Any discussion of the ‘two narratives’ must begin by rooting the Jewish and Zionist experience in the East, in the land of Israel. This means discussing the expulsion from Spain as a central part of the Jewish experience and emphasizing the expulsion of the Sephardim and Mizrahim from Muslim lands as central to the story of Israel.
The book Zihram Nezah: to the Memory of the Fallen Heroes of the Irgun Zvai Leumi published by the Association for the Rehabilitation of Freedom Fighters in 1959 helps provide evidence for this essential part of the Zionist Jewish narrative. In 461 pages, each devoted to a fallen Irgun and Lehi member who died in the fighting in 1948, the faces that stare back are harrowing and piercing. What strikes one immediately is the origins, geographic and religious, of the men and women. Many were from traditional and religious families. Thirty percent were born in what was then Palestine and fourteen percent were born in other countries populated by Sephardim. Of the Palestinian born Jews half were from Jerusalem and dozens more came from Old Yishuv towns such as Hebron and Tiberias as well as Arab towns such as Jaffa and Gaza. This is the Jewish narrative of the war of independence.

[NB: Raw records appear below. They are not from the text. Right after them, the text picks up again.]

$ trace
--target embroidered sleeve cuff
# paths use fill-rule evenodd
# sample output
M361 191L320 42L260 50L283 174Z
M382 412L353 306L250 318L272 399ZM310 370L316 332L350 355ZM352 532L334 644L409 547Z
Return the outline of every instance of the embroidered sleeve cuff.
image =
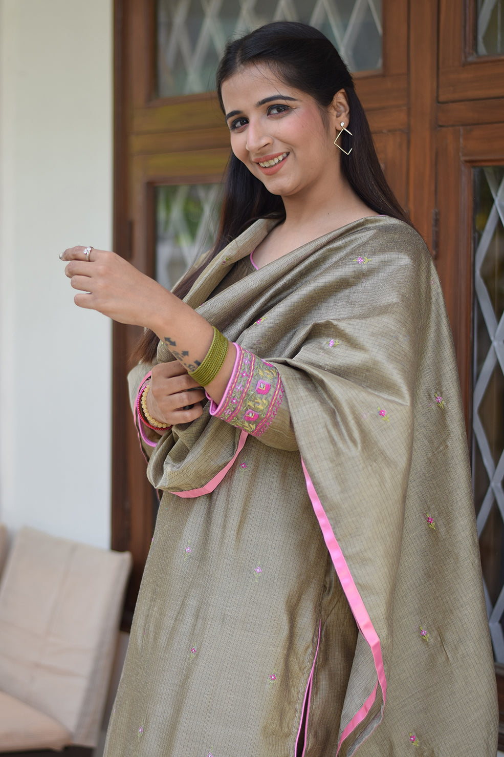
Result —
M233 372L219 405L211 400L210 415L242 428L251 436L261 436L278 413L284 394L276 368L236 347Z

Those young men contained in the Irgun book of martyrs were no colonizers. Born in Baghdad or Sana in Yemen, born in Jerusalem and Haifa, they passionately fought for the freedom of their nation. The simplistic notion that they joined a European Zionist movement feeds the need for a false narrative of mythmaking that dismisses Zionism as colonialism and so often distorts the idea of the ‘Iron Wall’ and the ‘land without a people’. For Nasim Mizrachi, born in Tiberias in 1931 there was certainly a land full of people. He had no idea that 77 years after his birth and 60 years after his death that he would be painted as some European Zionist colonialist, “extinguishing indigenous rights” of local Palestinians, as some Israeli scholars such as Alexander Kedar, have termed what befell the Palestinians. For Yithak Masori, born in Ethiopia, the national rights of his people was what he struggled for.

Those who oppose the existence of Israel seek to deny the existence of the majority of Israelis, descendants of Libyan, Baghdadi, Kurdish, Thesaloniki and Kavkazi Jews. They seek to deny the existence both of the Old Yishuv Palestinian Jews, the ones who lived in Nazareth, Gaza and Silwan, and the existence of the more recent Russian and Ethiopian immigrants. They need Israel to be a ‘white’ European state and they seek to delegitimize Israel by seeing it as either a direct result of a world ‘feeling sorry’ for the Holocaust or a result of the British Mandate. Benjamin Asher born in Jerusalem in 1922, a third generation Jerusalemite or Shoshana Jamil from Yemen were not colonists and not apartheid practitioners. The same Europeans and Canadians who will speak of Israel Apartheid Week could not distinguish them from a Palestinian member of the Khalidi or Dajani family. Those members of the World Council of Churches who protest on behalf of Palestinian in Silwan and Sheikh Jarrah at properties that once housed Jews before the 1936 riots today confront Ethiopian IDF soldiers and cry “Apartheid!” at those whose skin color would have made them victims of the real Apartheid. The Jewish narrative of Israel must include them lest a generation of Jews be raised believing that the roots of Judaism and Zionism can only be found in Paris and Berlin and not in Sana, Gondar, Herat and Hebron.